Now, we create the mask by selecting 15% of the tokens at random. However, we must ensure that special tokens such as [CLS] (token ID 101), [SEP] (token ID 102), and padding tokens (token ID 0) are not masked. We achieve this by applying logical operations to filter them out:

In [14]:
masked_tensor = (random_tensor < 0.15) * (inputs['input_ids'] != 101 ) * (inputs['input_ids'] != 102) * (inputs["input_ids"] != 0 )

In [15]:
masked_tensor

tensor([[False, False, False,  ..., False, False, False],
        [False, False, False,  ..., False, False, False],
        [False, False, False,  ..., False, False, False],
        ...,
        [False, False,  True,  ..., False, False, False],
        [False, False, False,  ..., False, False, False],
        [False, False, False,  ..., False, False, False]])
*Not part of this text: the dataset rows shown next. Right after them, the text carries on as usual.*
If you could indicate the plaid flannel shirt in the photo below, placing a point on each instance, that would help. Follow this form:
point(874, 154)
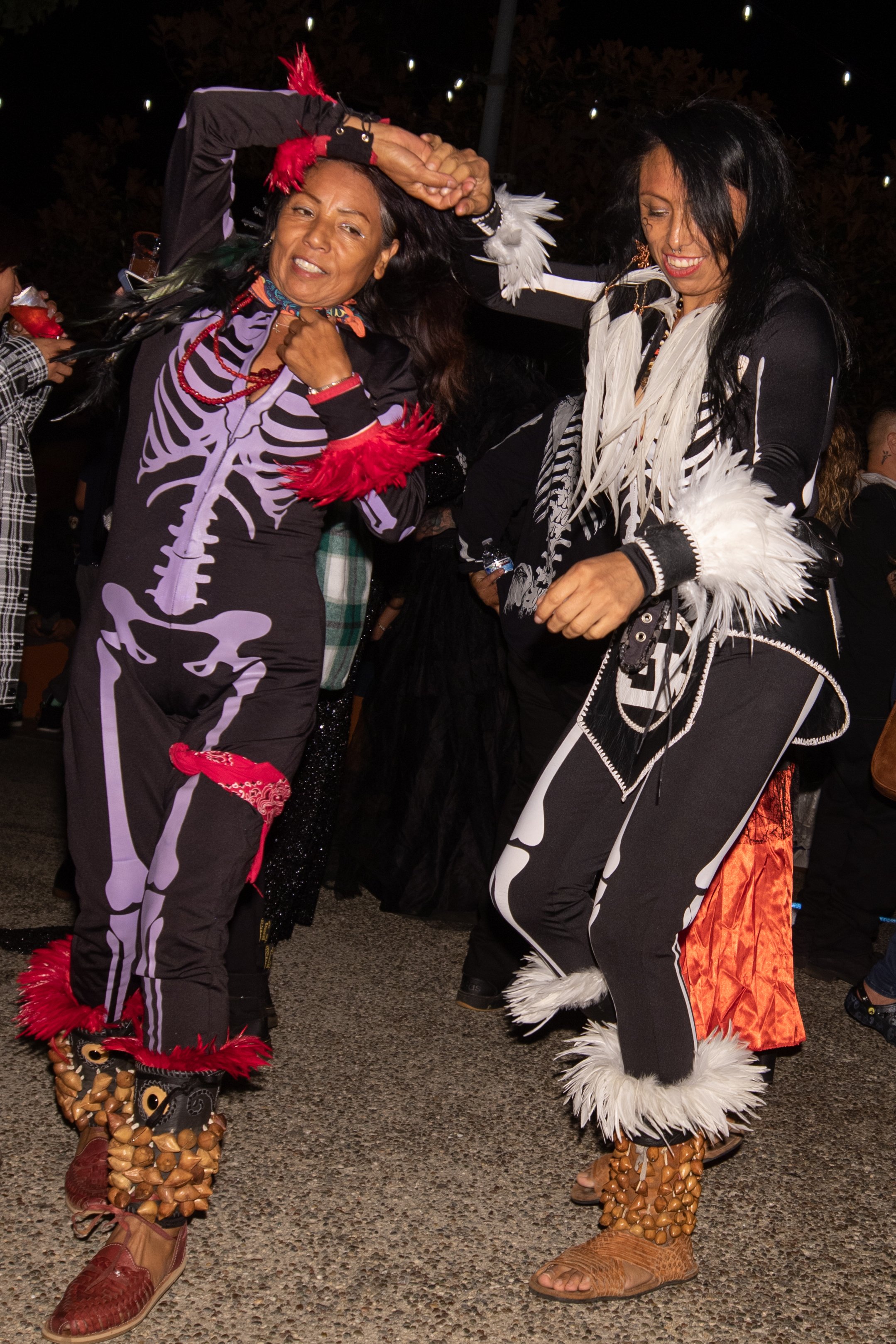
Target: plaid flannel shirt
point(23, 394)
point(344, 576)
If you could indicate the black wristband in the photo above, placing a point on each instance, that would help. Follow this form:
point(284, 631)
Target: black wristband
point(351, 144)
point(643, 566)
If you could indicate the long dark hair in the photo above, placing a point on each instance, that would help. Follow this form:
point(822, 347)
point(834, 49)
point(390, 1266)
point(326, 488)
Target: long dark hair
point(717, 144)
point(417, 300)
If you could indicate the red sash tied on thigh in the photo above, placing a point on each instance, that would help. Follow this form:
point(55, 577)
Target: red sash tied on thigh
point(258, 783)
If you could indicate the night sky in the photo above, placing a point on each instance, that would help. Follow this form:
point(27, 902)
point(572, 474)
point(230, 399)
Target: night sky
point(97, 60)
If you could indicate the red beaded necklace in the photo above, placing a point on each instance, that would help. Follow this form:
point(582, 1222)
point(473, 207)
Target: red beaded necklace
point(255, 382)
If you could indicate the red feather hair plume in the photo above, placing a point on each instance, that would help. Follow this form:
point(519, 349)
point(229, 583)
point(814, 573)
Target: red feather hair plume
point(303, 77)
point(295, 158)
point(49, 1004)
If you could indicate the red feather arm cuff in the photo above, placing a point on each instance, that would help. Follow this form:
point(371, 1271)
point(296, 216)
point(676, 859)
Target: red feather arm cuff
point(378, 458)
point(295, 158)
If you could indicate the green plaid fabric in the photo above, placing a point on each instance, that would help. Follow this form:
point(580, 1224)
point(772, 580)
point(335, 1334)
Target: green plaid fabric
point(344, 576)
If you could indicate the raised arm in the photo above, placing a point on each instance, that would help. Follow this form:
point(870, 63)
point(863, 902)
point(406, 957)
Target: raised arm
point(504, 244)
point(199, 182)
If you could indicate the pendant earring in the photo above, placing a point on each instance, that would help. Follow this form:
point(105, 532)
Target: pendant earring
point(641, 259)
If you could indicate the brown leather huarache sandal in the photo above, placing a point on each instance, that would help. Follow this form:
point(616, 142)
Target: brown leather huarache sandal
point(620, 1265)
point(600, 1170)
point(649, 1214)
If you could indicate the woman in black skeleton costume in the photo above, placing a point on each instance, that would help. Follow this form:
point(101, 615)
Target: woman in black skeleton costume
point(198, 666)
point(712, 374)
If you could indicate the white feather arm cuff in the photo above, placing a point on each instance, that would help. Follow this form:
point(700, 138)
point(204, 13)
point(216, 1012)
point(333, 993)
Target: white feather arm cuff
point(726, 1081)
point(536, 992)
point(519, 246)
point(750, 562)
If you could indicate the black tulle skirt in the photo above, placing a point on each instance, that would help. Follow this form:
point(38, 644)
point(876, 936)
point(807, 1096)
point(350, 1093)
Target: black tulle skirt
point(434, 750)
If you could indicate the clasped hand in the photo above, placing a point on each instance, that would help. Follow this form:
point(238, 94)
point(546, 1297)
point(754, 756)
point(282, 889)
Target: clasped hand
point(593, 599)
point(313, 350)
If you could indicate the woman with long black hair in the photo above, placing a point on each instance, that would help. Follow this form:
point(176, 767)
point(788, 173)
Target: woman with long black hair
point(714, 361)
point(274, 377)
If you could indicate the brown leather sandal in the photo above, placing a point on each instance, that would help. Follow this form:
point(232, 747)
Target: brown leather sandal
point(620, 1265)
point(649, 1215)
point(600, 1170)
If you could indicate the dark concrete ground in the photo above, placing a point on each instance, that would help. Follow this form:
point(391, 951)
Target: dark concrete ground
point(405, 1166)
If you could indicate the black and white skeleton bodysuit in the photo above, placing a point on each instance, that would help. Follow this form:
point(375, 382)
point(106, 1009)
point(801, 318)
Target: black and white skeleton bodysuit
point(605, 867)
point(209, 623)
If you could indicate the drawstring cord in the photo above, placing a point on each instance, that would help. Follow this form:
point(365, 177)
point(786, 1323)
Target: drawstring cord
point(666, 685)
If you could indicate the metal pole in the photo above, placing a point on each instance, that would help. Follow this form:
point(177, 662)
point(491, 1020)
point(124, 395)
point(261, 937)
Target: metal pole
point(497, 83)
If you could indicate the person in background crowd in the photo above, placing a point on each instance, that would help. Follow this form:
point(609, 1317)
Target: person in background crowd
point(54, 609)
point(29, 365)
point(437, 739)
point(851, 879)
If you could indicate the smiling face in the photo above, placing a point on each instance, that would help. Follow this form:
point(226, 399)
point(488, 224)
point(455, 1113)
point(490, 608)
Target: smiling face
point(675, 241)
point(328, 240)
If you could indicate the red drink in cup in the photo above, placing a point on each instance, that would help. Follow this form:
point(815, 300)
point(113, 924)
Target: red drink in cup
point(30, 310)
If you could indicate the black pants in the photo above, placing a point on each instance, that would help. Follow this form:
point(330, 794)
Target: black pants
point(655, 859)
point(852, 865)
point(548, 698)
point(160, 857)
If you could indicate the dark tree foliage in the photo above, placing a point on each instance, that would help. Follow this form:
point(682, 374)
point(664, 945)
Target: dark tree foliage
point(550, 143)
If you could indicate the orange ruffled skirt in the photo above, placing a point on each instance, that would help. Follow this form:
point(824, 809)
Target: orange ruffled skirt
point(738, 957)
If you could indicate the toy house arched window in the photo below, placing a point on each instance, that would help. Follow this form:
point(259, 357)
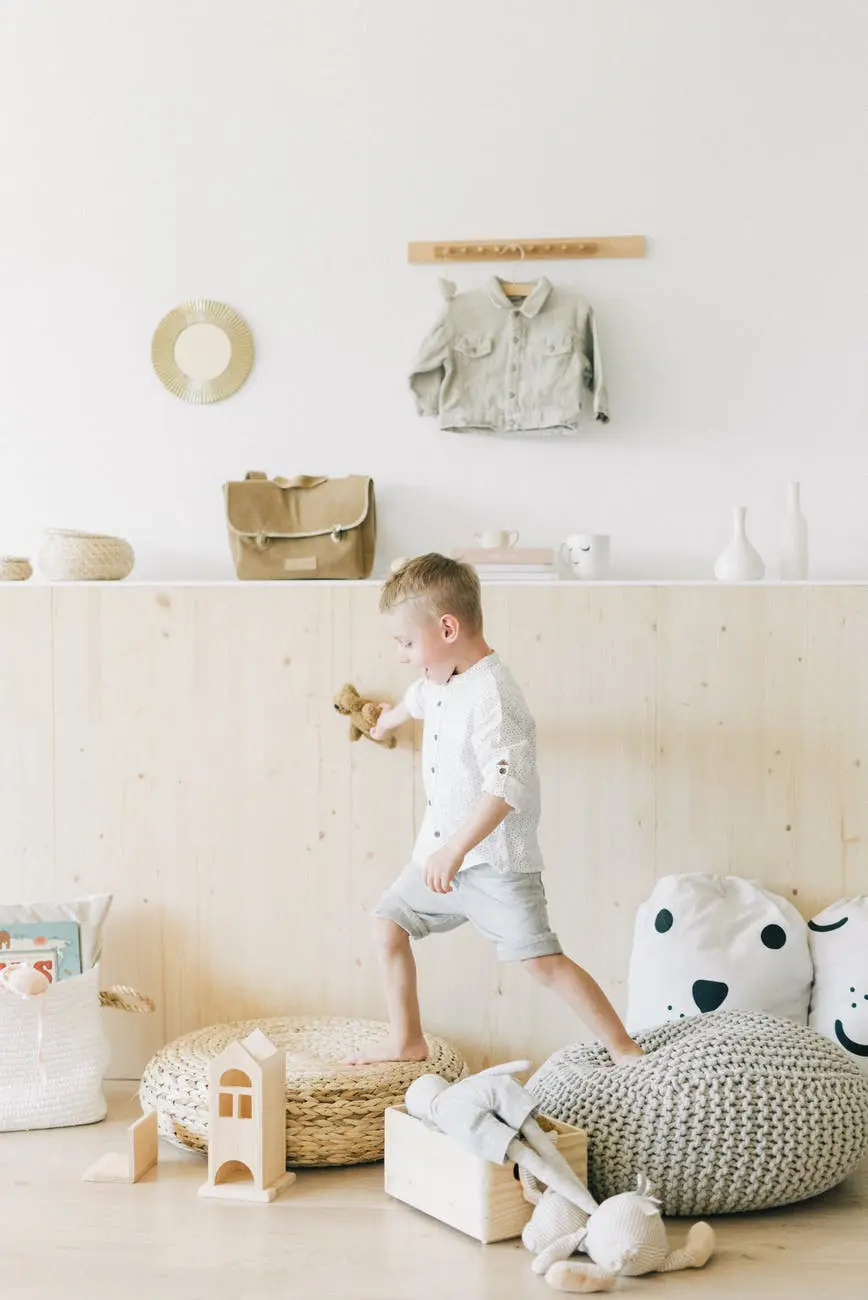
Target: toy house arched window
point(235, 1095)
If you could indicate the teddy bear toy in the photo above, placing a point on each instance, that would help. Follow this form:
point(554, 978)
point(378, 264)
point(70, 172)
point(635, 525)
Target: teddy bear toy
point(361, 713)
point(624, 1236)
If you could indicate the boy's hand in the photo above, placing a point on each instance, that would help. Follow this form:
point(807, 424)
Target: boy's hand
point(442, 869)
point(382, 728)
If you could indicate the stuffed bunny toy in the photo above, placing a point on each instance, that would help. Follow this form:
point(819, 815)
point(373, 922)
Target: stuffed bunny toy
point(624, 1236)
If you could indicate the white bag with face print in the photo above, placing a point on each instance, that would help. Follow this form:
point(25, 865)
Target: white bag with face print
point(706, 943)
point(840, 1001)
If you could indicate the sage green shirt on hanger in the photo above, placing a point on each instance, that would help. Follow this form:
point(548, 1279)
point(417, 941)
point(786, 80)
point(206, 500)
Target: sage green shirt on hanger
point(502, 367)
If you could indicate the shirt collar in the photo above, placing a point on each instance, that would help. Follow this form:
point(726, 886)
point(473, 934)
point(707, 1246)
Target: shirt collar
point(469, 675)
point(533, 303)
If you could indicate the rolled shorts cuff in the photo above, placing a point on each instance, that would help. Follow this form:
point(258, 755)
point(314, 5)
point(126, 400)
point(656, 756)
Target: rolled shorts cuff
point(390, 908)
point(546, 945)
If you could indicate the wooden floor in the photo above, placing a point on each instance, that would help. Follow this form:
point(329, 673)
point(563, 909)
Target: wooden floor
point(335, 1235)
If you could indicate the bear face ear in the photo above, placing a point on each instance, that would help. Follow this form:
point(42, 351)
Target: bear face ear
point(773, 936)
point(664, 921)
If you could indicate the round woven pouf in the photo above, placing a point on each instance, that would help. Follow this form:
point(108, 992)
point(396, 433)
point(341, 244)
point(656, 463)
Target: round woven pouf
point(728, 1112)
point(334, 1114)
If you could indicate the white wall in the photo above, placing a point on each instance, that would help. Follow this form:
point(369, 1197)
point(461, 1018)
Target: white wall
point(280, 154)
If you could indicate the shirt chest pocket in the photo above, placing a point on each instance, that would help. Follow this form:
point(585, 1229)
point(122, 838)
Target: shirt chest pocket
point(473, 347)
point(556, 343)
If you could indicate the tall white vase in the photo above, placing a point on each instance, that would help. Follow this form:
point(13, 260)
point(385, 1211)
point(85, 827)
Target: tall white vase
point(794, 538)
point(740, 562)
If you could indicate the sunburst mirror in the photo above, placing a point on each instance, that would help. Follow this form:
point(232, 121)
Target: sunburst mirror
point(203, 351)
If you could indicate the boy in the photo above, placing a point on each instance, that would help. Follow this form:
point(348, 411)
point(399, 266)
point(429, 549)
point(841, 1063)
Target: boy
point(476, 857)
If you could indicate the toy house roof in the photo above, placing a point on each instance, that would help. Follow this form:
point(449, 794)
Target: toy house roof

Finally, we collect the positions of all nonzero elements in the masked_tensor, which correspond to the tokens that have been selected for masking. We do this by iterating through each row and extracting the indices of nonzero values:

In [16]:
nonzero_indices = []
for i in range(len(inputs['input_ids'])):
  nonzero_indices.append(torch.flatten(masked_tensor[i].nonzero()).tolist())

In [17]:
len(nonzero_indices)

5530

Once we have identified which tokens should be masked using nonzero_indices, we replace them with the [MASK] token, which has the token ID 103 in BERT-based models:

In [18]:
for i in range(len(inputs['input_ids'])):
  inputs['input_ids'][i, nonzero_indices[i]] = 103

In [19]:
inputs['input_ids']

tensor([[  101,  4302, 10693,  ...,     0,     0,     0],
        [  101,  3127,  2028,  ...,     0,     0,     0],
        [  101,  1996,  2879,  ...,     0,     0,     0],
        ...,
        [  101,  2067,   103,  ...,     0,     0,     0],
        [  101, 11867, 22494,  ...,     0,     0,     0],
        [  101,  2134,  1005,  ...,     0,     0,     0]])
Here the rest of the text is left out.